I think it really depends on what kind of adoption you are trying to pursue. We did an international adoption (from Guatemala) last year while pregnant with our daughter, so it definitely CAN be done.

I think agencies may shy away from this kind of situation for a couple of reasons. First, they probably have had many cases in which the prospective adoptive parents end up getting pregnant and decide to disrupt the adoption mid-way through. This is then a difficult situation for all involved--the birthparents, the child, the agency itself. Second, some agencies are also concerned about having two children placed at one time in the home (in this case, one biological and one adopted). They will argue that it is in the best interest of the children to enter the family one at a time, for attachment purposes. I obviously disagree with this, but I heard it directly from several of the agencies we were in contact with.

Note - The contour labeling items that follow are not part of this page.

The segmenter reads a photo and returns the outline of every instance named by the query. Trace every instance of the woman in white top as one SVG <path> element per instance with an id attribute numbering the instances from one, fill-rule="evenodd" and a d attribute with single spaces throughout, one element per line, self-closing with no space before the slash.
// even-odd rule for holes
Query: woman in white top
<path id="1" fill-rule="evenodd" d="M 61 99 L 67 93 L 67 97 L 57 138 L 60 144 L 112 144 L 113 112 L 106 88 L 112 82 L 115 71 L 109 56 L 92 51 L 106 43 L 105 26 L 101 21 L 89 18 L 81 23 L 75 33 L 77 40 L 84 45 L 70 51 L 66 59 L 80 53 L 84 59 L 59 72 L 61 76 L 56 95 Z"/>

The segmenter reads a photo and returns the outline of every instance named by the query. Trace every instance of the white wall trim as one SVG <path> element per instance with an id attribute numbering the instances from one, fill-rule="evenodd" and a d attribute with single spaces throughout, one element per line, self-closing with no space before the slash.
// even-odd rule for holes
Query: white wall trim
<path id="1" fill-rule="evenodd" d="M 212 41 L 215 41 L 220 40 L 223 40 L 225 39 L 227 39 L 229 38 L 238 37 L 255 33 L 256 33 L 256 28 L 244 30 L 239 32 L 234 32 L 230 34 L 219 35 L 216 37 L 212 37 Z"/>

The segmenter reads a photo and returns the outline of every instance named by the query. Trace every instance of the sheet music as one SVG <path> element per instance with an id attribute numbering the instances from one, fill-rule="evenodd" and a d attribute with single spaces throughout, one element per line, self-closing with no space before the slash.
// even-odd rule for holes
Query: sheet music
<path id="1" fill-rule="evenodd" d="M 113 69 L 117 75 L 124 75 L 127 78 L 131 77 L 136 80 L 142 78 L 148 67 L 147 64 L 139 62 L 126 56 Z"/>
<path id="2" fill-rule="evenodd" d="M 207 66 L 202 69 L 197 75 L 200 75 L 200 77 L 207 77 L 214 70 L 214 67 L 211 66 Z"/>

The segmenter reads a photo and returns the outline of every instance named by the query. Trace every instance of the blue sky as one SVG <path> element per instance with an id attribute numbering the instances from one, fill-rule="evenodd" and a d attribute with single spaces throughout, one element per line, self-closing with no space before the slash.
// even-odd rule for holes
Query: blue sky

When we first began our adoption journey, we had only been really trying to get pregnant for about a year, but we felt called to adoption as well. When I first talked with agencies, I told them that we would still be trying to conceive during the adoption process; our homestudy agency was, thankfully, accepting of that--especially when we told them that we would definitely still want to continue with the adoption were we so blessed. And we did indeed get pregnant, about a week before our first homestudy appointment. I was nervous about what their response would be, but they were fine with it, as long as we were. I then called all the international agencies we had been in contact with and told them the situation. A few said that they could no longer work with us until the baby was born. But most of them were congratulatory and open to continuing with our plans.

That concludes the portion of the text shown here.